Trastuzumab (Herceptin), a recombinant, humanised, monoclonal-antibody that targets human epidermal growth factor receptor 2 (HER2), has been approved as an adjuvant therapy for HER2-positive early breast cancer. The aim of this study was to assess the incremental cost-effectiveness ratio of this treatment compared with adjuvant therapy alone in the French setting. A cost-effectiveness analysis was performed using a Markov state transition model. The transition probabilities were estimated from the interim results of the Hera trial. Unit costs data were mainly estimated in a French Oncology Center (Georges-François Leclerc, Dijon). The model estimated that overall mean survival of patients treated with trastuzumab was 20.08 years versus 16.23 in the observation group (3.85 life-years gained). For 1 000 patients with a 10-year follow-up, an adjuvant therapy with trastuzumab would avoid 49.7 loco-regional recurrences, 179.5 distant recurrences and 133.4 deaths. The incremental discounted cost of trastuzumab therapy over a lifetime horizon was estimated at 27594 euro per patient in association with a discounted gain of 2.27 life-years. In accordance with the techniques of economical evaluation, the utilization of trastuzumab as an adjuvant therapy in patients with early HER2 positive breast cancer improves patient survival with an acceptable cost-effectiveness ratio in the French setting (incremental cost-effectiveness ratio of 12,148 euros /LYG).

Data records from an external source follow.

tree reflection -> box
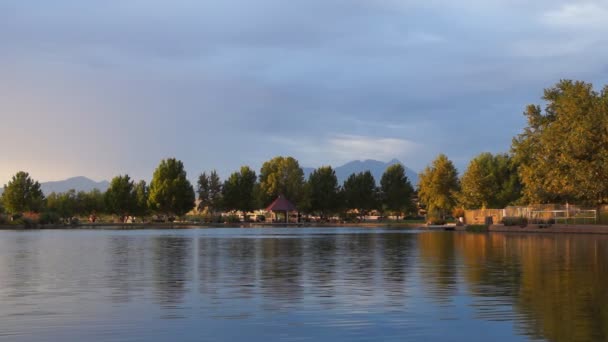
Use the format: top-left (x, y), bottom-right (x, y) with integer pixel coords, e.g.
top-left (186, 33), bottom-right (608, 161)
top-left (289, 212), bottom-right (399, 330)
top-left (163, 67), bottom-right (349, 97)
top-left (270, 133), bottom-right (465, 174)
top-left (260, 238), bottom-right (303, 306)
top-left (456, 234), bottom-right (608, 341)
top-left (418, 232), bottom-right (458, 303)
top-left (105, 235), bottom-right (146, 303)
top-left (153, 236), bottom-right (192, 308)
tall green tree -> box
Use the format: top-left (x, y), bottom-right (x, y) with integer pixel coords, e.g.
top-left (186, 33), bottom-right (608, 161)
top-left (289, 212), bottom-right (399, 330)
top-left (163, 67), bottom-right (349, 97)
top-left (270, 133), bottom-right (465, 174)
top-left (418, 154), bottom-right (459, 218)
top-left (458, 153), bottom-right (521, 209)
top-left (2, 171), bottom-right (44, 214)
top-left (105, 175), bottom-right (137, 215)
top-left (76, 189), bottom-right (107, 215)
top-left (46, 189), bottom-right (77, 219)
top-left (307, 166), bottom-right (340, 219)
top-left (260, 157), bottom-right (304, 204)
top-left (148, 158), bottom-right (195, 216)
top-left (511, 80), bottom-right (608, 204)
top-left (133, 180), bottom-right (150, 217)
top-left (197, 170), bottom-right (222, 212)
top-left (343, 171), bottom-right (377, 217)
top-left (222, 166), bottom-right (257, 213)
top-left (380, 164), bottom-right (414, 218)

曲妥珠单抗(赫赛汀)是一种重组人源化单克隆抗体,作用靶点为人类表皮生长因子受体2(HER2),已被批准作为HER2阳性早期乳腺癌的辅助治疗药物。本研究旨在评估在法国背景下,这种治疗方法相对于单纯辅助治疗的增量成本效益比。使用马尔可夫状态转移模型进行成本效益分析。转移概率根据Hera试验的中期结果估算。单位成本数据主要在法国肿瘤中心(第戎的乔治 - 弗朗索瓦·勒克莱尔中心)估算。模型估计,接受曲妥珠单抗治疗的患者总体平均生存期为20.08年,而观察组为16.23年(增加了3.85个生命年)。对于1000例接受10年随访的患者,曲妥珠单抗辅助治疗可避免49.7例局部区域复发、179.5例远处复发和133.4例死亡。曲妥珠单抗治疗在终身范围内的增量贴现成本估计为每位患者27594欧元,贴现收益为2.27个生命年。根据经济评估技术,在法国背景下,将曲妥珠单抗用作HER2阳性早期乳腺癌患者的辅助治疗可提高患者生存率,且成本效益比可接受(增量成本效益比为12,148欧元/生命年增益)。